Soltanto tra giovedì e venerdì scorso i vari enti governativi Usa hanno reso noto che le richieste di disoccupazione iniziali nella settimana conclusasi il 18 aprile sono salite a 295mila unità dalle 294mila della settimana precedente, ma soprattutto contro un consensus orientato verso un calo a 287mila; il sondaggio mensile di Markit tra i responsabili acquisti delle aziende manifatturiere ha mostrato un rallentamento nell’attività rispetto ai dati preliminari di aprile, con l’indice principale calato a 54,2 da 55,7 e contro un consensus orientato verso un dato invariato; la vendita di nuove case a marzo è letteralmente crollata dell’11,4% contro un calo medio atteso del 4,5%; il misuratore mensile dell’attività manifatturiera della Fed di Kansas City è sceso a -7 in aprile dopo il -4 di marzo, contro una stima attesa di un aumento a -2; gli ordinativi di beni non legati alla difesa sono scesi del 4,6% a marzo su base annualizzata. E per finire, come ci mostrano i primi due grafici a fondo pagina, la crescita dell’export è negativa, come si è notato durante le due ultime recessioni e i dati macro Usa nel loro complesso ora sono al minimo da sei anni.

Dopodomani si conoscerà il dato del Pil del primo trimestre, con gli economisti interpellati da Bloomberg che si attendono un +1%, nettamente al ribasso rispetto al +2,2% delle previsioni di fine 2014. E di più, cominciano i timori anche per l’eventuale rimbalzo della crescita nel secondo trimestre. Già oggi il consensus della Macroeconomic Advisers Llc di St. Louis prevede per il periodo aprile-giugno una crescita del 2,2% contro un dato precedente del 2,4% e addirittura il +2,8% soltanto del 7 aprile scorso, come ci mostra il terzo grafico, mentre per il primo trimestre si attende un +1,4% contro il +1,5% iniziale.

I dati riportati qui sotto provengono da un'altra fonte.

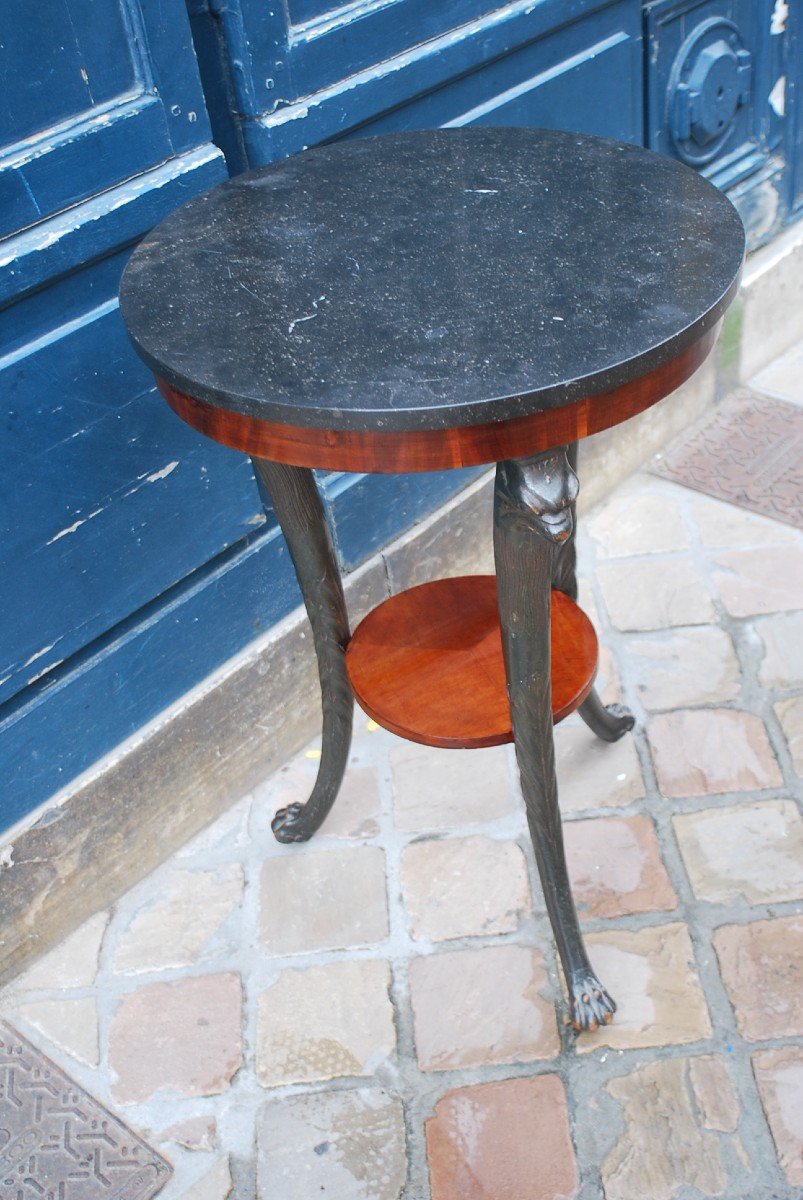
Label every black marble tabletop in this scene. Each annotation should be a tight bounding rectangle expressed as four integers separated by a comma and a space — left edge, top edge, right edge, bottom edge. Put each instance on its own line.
120, 126, 744, 430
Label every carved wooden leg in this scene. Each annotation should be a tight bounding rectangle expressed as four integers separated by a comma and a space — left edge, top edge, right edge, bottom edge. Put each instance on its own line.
252, 458, 354, 841
552, 442, 636, 742
493, 450, 616, 1030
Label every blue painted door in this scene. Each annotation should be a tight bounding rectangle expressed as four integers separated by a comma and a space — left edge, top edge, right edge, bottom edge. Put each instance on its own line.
190, 0, 643, 580
0, 0, 803, 827
0, 0, 263, 826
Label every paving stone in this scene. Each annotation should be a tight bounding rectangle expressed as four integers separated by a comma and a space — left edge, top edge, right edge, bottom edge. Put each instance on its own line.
689, 1055, 741, 1133
114, 863, 244, 974
108, 972, 242, 1104
691, 496, 799, 550
555, 718, 645, 812
672, 800, 803, 904
713, 917, 803, 1042
257, 754, 379, 838
600, 1058, 727, 1200
627, 625, 741, 710
753, 1045, 803, 1187
409, 944, 561, 1070
260, 846, 388, 954
257, 959, 396, 1087
17, 996, 98, 1067
181, 1154, 233, 1200
390, 742, 516, 832
576, 923, 711, 1054
750, 342, 803, 404
647, 708, 783, 796
775, 696, 803, 775
175, 796, 251, 865
712, 545, 803, 617
401, 835, 532, 942
563, 815, 677, 918
13, 912, 109, 991
594, 643, 622, 704
597, 558, 714, 630
426, 1075, 580, 1200
587, 480, 691, 558
155, 1112, 217, 1150
754, 612, 803, 689
258, 1088, 407, 1200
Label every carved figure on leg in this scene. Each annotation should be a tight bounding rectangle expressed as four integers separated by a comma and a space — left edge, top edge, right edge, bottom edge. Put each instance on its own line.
552, 442, 636, 742
493, 450, 616, 1030
252, 458, 354, 841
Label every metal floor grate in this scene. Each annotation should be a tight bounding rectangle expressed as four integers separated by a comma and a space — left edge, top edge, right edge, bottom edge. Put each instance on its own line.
649, 392, 803, 529
0, 1021, 173, 1200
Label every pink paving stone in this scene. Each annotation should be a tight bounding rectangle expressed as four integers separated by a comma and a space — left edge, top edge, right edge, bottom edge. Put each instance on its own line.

Per Stephen Stanley, capo economista alla Amherts Pierpont Securities, «il solido rimbalzo che avevo previsto per il secondo trimestre, a causa di un dato molto più debole del previsto per il mese di marzo, lo vedo traslato in molte sue componenti e con le stesse dinamiche nel terzo trimestre». Insomma, anche chi fino a ieri negava la nuova crisi, ora deve ammettere che i calcoli sono stati fatti male - o comunque sull’onda di un eccessivo ottimismo - e si ricomincia a calciare in avanti la lattina, nella speranza di un miracolo o di una guerra in piena regola.